Constructing cultural context
Unicorn Horns: How Storytelling Transforms Museum Experiences, Museum Hack, December 2016
It’s my first time at the Metropolitan Museum of Art. Braving the crowds, I wander hallways filled with Late Roman and Byzantine art. I’ll end up perusing this hallway several times, until I notice Gallery 302, Byzantine Egypt. It’s in here, tucked in slightly darkened spaces, that I find books, textiles, and monumental stone carvings from places I’ve only heard in passing, like Saqqara. What did they do there? How did they live? Did they love, dream, and pray like I do, or were their lives so different that I wouldn’t recognize them?
These questions follow me all day. I’ll end up wandering Prehistoric and Greek statues placed on glass shelves, Medieval armor staged to look as if it’s marching, and period room after period room of lavish furnishings or cloistered chapels. All begging to be heard, to be felt, to be lived again. And yet, I find no information that fosters personal connection. I feel affinity for some objects, like when I’m standing in front of Hatshepsut wondering if she was happy, but I never feel like I know her.
Later that evening, I’m on tour with Museum Hack. It’s my second time on tour with them, and the first time that I’ll be presenting an object during the tour. I’ve never done this. I’m nervous as hell and wondering why, in all my museum training, this was never asked of me.
But before I present, we stop in the musical objects gallery. We’re standing in front of a case filled with instruments, and it’s the first time I’ve seen any of this. Musical instruments aren’t really my thing. Then the guide starts talking. Turns out, the white walking-stick in the case is a flute/oboe made from the horn of a narwhal — which, back in 1750, would have been considered a “unicorn of the sea.” I’m laughing because it seems so silly. The guide invites one of the girls on tour to engage with him, diving into a dialogue about how this walking-stick flute/oboe could have been used to court a woman into marrying a noble. I mean, c’mon, what girl in the 18th century wouldn’t agree to marry a fabulously wealthy man who just showed off his killer flute/oboe skills with a “unicorn horn”?
The guide’s methods bring to mind an article I’d read some time ago, “Constructing a Cultural Context through Museum Storytelling” by Margaret DiBlasio and Raymond DiBlasio. Published in 1983, their article examined an exhibition on the Vikings at the Minneapolis Institute of Arts and the Metropolitan Museum of Art, and how that exhibition utilized storytelling to connect with schoolchildren. Their seven principles of storytelling still resonate today — and not just for children. Right now, during an energetic evening at the Met, I’m living them.

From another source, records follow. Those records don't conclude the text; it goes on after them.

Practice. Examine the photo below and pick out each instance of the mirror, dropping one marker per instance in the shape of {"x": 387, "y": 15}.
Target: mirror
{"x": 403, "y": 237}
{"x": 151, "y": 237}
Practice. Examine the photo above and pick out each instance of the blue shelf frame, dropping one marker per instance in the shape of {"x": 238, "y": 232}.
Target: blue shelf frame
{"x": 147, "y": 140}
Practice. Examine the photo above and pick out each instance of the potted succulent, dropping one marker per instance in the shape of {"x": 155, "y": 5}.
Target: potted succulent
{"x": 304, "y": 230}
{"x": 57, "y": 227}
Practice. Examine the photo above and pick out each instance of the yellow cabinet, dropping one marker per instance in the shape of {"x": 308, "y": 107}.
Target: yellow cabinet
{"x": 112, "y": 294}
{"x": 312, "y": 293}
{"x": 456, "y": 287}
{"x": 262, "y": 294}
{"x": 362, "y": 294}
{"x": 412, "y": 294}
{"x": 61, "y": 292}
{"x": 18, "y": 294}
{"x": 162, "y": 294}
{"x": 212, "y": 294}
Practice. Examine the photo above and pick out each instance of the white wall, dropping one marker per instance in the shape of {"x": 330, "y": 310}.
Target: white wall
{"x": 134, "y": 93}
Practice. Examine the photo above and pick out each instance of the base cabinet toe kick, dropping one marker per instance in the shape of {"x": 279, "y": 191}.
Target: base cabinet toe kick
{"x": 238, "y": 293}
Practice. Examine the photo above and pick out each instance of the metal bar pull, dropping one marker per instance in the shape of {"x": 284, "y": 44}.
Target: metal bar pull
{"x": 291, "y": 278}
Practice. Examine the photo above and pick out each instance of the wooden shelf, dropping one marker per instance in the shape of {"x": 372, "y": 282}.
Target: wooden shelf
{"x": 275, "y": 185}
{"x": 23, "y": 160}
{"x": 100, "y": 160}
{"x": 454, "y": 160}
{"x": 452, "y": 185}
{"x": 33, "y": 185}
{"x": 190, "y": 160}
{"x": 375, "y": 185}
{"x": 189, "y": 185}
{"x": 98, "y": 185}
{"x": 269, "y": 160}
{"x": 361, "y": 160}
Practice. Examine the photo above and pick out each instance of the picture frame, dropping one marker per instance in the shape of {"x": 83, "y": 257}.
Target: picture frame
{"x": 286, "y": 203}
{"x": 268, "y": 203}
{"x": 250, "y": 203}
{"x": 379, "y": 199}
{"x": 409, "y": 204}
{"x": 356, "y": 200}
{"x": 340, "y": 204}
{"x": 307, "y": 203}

I’m not really sure if Georg Henrich Scherer, or the nobles who used this walking-stick, really thought it was a unicorn horn. But beyond that, I can imagine the entire story playing out as it’s being told. It’s funny, witty, and filled with ideas about how courtship could be conducted that never dawned on me before. And for the first time in my life, I want to hear what this flute/oboe sounds like. I don’t even like flutes and oboes.
This story doesn’t last more than what feels like five minutes. I have no idea how long we actually stood (or sat) listening, but it’s over so quickly that I never get bored. And we’ve only lived a few hours of time in the 1750s, enough for one man to make the girl of his dreams agree to marry him.